Closed clamor closed 6 years ago
Which is the exact content type and/or with encoding/charset of the affected document (facet "content type" in meta data or in sidebar on preview or in Solr content_type_ss)?
Would make debugging easier, since my first test on Debian with UTF-8 runned without problems. I'll test tomorrow on Ubuntu again but would like to try with same content type/encoding/charset.

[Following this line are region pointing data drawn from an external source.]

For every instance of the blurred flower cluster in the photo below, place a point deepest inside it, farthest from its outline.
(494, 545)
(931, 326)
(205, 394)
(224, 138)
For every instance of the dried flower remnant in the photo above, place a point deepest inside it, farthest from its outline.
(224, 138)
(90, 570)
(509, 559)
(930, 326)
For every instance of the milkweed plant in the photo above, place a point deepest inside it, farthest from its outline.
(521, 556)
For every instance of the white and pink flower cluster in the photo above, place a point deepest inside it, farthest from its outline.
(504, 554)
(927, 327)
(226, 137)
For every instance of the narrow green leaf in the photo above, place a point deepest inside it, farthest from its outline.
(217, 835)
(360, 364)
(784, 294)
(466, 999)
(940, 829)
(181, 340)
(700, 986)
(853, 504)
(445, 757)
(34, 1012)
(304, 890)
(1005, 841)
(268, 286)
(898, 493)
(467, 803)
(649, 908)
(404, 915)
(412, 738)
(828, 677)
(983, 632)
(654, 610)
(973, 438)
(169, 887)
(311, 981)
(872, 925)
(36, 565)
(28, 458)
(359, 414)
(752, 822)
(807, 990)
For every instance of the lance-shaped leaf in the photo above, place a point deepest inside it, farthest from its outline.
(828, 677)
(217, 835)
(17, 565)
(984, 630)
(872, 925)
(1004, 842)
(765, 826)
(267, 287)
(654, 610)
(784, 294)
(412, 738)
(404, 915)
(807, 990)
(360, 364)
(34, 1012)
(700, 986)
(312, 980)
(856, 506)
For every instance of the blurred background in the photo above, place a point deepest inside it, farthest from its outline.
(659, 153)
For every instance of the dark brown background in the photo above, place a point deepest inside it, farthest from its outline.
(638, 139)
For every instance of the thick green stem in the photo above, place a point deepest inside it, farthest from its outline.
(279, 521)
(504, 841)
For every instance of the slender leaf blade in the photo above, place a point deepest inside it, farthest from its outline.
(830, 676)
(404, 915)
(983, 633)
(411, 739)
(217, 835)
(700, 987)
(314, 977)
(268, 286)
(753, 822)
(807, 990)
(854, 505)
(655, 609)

solr says: "content_type_ss":["application/pdf"]
I gave debian a try, but it shows the same behaviour on debian/stretch64. Btw. OS locale is LANG=en_US.UTF-8 LC_CTYPE="en_US.UTF-8".
If it helps, I can send the Document I used via private mail.

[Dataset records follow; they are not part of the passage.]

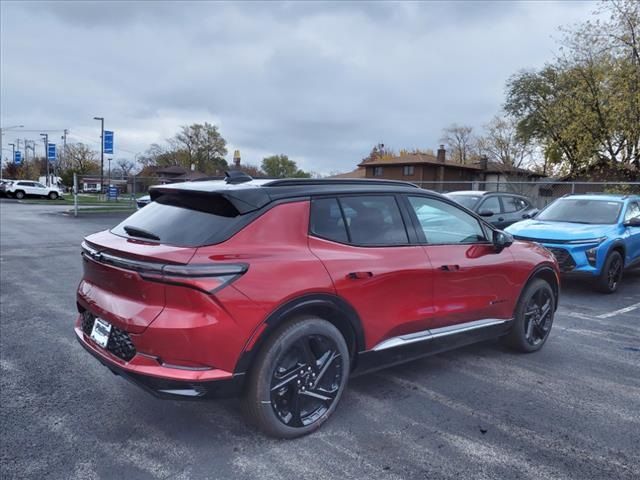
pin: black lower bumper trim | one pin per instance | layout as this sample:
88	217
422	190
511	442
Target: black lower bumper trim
176	389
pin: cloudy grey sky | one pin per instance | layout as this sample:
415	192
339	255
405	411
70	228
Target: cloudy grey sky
321	82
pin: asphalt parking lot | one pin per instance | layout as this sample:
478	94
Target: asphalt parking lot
571	410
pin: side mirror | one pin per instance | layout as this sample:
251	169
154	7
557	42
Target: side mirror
501	240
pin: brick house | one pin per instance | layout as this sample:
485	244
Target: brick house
429	171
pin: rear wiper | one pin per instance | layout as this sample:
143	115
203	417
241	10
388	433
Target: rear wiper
139	232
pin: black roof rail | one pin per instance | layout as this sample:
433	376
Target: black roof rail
294	182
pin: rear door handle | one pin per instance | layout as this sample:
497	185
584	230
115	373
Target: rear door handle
450	268
359	275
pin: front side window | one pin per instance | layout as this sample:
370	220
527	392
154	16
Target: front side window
491	204
442	223
327	221
633	211
374	220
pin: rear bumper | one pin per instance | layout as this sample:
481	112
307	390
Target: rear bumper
164	382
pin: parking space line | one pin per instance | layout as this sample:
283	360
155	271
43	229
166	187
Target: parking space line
628	309
579	315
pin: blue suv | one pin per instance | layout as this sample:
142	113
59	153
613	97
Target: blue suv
594	235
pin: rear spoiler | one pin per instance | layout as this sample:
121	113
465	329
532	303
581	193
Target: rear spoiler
244	200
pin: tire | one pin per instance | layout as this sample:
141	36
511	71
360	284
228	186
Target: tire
611	274
534	317
301	362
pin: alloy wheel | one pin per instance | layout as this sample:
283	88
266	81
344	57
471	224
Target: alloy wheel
306	380
538	316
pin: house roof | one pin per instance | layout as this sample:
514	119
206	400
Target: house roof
194	175
414	159
428	159
359	172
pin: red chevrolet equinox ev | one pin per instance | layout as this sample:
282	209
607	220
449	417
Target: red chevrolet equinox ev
279	290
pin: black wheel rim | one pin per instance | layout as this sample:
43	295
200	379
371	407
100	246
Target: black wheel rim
538	316
306	381
614	273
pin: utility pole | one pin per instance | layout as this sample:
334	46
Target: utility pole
64	144
45	137
101	151
1	154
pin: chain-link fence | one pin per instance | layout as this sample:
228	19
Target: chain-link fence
541	193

Would help a lot, if not sensitive, you can attach it in email to info@opensemanticsearch.org or send your email-address to this one for reply with PGP key.

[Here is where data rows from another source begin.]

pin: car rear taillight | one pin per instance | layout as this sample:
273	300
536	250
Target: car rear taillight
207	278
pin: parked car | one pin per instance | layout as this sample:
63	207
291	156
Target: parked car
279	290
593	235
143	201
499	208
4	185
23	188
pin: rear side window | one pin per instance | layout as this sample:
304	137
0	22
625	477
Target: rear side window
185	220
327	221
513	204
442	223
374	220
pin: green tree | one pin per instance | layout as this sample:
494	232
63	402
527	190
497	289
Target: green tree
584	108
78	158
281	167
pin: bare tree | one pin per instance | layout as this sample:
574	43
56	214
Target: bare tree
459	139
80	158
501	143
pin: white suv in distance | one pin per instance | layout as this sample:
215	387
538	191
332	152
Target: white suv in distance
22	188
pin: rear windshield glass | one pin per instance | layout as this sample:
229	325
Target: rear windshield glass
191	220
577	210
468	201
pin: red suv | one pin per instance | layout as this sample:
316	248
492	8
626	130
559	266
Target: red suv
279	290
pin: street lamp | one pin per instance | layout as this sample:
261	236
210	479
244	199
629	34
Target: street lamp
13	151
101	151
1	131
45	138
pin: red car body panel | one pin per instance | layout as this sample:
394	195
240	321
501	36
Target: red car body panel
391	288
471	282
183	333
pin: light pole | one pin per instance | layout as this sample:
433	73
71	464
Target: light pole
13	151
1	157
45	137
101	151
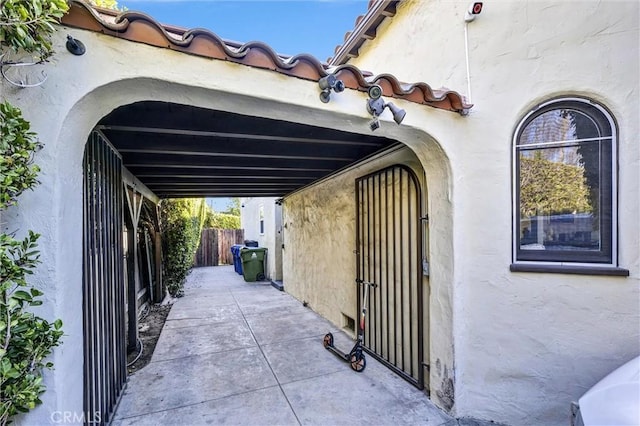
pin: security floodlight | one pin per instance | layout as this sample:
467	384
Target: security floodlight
327	84
376	106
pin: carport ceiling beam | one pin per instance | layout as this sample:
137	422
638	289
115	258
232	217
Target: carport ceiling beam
233	155
203	133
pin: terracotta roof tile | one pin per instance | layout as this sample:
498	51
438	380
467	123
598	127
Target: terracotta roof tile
139	27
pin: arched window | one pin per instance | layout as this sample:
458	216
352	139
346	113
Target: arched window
565	185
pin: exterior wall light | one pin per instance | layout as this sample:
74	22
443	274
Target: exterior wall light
376	106
474	10
75	46
328	83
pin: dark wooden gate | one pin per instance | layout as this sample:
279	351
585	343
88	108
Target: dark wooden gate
389	249
105	369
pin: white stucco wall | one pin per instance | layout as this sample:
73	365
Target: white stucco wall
522	345
250	222
82	90
526	344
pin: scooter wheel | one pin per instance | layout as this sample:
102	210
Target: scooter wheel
358	361
328	340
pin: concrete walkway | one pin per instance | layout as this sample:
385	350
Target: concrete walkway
242	353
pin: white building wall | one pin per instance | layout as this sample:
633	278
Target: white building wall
526	344
522	345
250	212
77	94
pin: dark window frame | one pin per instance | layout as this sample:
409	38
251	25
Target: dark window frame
604	121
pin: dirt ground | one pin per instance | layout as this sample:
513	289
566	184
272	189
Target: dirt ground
150	326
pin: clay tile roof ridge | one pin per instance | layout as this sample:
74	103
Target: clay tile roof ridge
140	27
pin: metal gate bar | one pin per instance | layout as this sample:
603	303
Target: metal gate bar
389	247
105	368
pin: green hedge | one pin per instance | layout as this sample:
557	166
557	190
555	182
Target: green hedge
181	221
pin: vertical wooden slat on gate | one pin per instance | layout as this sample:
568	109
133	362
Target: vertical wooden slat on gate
103	286
389	250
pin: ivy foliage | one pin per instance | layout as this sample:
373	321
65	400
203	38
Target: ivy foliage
181	222
25	339
27	25
17	145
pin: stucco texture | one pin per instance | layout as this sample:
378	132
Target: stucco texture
526	344
80	91
510	347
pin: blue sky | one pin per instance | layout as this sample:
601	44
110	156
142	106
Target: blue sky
288	26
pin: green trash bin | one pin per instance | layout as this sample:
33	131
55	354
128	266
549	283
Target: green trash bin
253	263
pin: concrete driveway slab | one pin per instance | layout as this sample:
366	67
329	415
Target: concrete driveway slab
236	353
181	382
278	328
357	399
184	342
262	407
301	360
203	316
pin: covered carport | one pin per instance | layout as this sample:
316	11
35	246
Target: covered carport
157	126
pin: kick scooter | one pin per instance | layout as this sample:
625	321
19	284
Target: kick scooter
355	357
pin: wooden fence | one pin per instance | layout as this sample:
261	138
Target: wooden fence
215	246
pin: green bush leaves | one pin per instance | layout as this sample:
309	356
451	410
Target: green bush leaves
27	25
181	222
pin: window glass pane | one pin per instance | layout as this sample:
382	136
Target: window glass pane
560	197
559	125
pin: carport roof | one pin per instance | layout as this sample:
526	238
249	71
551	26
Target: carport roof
186	151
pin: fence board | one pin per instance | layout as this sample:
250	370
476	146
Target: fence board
215	246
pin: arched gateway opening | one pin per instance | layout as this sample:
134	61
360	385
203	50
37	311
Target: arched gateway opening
146	151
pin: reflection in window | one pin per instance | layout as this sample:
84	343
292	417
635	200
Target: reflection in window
564	178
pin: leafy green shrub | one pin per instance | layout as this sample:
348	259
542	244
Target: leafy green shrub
17	145
181	222
25	339
27	25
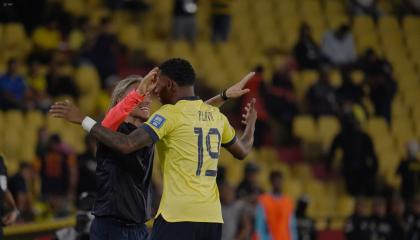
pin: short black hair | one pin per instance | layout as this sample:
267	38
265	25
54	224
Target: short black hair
178	70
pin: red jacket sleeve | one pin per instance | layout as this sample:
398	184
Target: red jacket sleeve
116	115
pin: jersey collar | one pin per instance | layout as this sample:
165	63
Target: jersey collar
190	98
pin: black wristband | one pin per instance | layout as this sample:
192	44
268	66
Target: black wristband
223	95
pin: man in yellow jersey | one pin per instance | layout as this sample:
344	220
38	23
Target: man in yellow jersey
188	134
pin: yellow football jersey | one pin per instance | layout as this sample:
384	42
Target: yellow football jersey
189	135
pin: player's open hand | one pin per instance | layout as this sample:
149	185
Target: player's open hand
68	111
250	115
237	90
148	84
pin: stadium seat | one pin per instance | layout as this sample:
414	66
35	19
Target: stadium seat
304	127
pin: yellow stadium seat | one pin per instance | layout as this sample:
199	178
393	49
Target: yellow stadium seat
304	127
328	128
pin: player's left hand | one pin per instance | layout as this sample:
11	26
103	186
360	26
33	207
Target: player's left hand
10	218
237	90
67	111
250	115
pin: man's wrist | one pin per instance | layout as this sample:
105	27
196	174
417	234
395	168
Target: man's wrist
88	123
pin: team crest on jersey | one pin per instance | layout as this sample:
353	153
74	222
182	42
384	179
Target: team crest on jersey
157	121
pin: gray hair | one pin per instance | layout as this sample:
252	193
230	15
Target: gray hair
122	87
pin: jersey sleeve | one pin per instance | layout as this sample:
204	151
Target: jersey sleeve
228	135
119	112
160	123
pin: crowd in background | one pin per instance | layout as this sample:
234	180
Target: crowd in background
62	41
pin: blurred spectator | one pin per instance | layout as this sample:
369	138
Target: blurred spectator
250	181
357	225
320	97
221	20
363	7
349	92
59	82
103	52
306	51
409	170
19	189
8	210
47	37
37	84
275	217
12	87
306	228
414	220
237	222
58	171
380	223
257	91
338	46
87	167
398	218
359	164
378	73
184	22
282	99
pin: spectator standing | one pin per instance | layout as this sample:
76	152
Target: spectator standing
8	210
378	73
414	220
338	46
275	217
221	20
184	21
320	96
20	192
398	218
305	225
380	224
359	163
258	90
357	225
237	222
58	171
250	181
409	170
306	51
12	87
364	7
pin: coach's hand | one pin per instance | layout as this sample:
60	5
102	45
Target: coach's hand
148	84
237	90
250	115
67	111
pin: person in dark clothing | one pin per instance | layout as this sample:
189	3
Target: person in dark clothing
19	190
359	164
380	224
8	210
249	182
305	225
378	73
282	99
398	219
409	170
349	92
184	22
357	225
320	96
306	51
413	221
87	167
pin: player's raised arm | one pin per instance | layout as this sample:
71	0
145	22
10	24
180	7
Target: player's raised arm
118	141
240	149
234	91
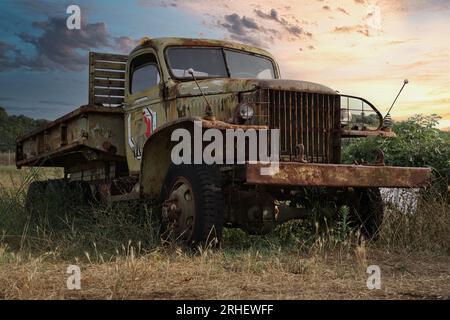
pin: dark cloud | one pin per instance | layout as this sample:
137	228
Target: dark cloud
342	10
58	48
237	25
364	30
243	29
162	4
293	29
55	102
10	56
125	44
272	15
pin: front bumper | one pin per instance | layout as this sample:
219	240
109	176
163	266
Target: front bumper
339	175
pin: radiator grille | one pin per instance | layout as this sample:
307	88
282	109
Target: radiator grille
309	124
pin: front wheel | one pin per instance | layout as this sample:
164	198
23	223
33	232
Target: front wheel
192	205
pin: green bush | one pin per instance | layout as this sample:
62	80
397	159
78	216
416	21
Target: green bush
418	144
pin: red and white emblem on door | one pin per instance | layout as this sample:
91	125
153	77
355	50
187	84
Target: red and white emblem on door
150	121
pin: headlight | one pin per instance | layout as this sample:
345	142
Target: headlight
346	116
245	111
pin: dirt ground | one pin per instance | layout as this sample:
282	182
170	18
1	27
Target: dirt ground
235	271
213	275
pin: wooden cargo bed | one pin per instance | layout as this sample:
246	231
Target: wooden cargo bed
94	132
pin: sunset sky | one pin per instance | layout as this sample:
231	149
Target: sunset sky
359	47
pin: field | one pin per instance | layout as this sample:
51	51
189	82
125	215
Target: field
120	255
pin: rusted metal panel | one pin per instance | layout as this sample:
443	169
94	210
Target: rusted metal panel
100	129
110	92
374	133
338	175
108	100
106	78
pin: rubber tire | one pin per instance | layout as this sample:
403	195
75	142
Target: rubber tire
206	187
368	211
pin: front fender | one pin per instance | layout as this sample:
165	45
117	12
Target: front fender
156	152
156	156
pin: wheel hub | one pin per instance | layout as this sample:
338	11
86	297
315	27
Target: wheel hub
179	209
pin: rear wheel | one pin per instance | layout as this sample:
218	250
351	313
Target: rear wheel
192	205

Thanks, helped a lot, since was not a problem with umlaut, but both entities with the umlaut had special chars around, like paraphrases or comma, so the whitespace tokenizer made "Firstname Lastname" to the words/tokens token "Firstname and token Lastname" or a comma after Name which was not token Name but token Name, and for the index a other word/token than Name ...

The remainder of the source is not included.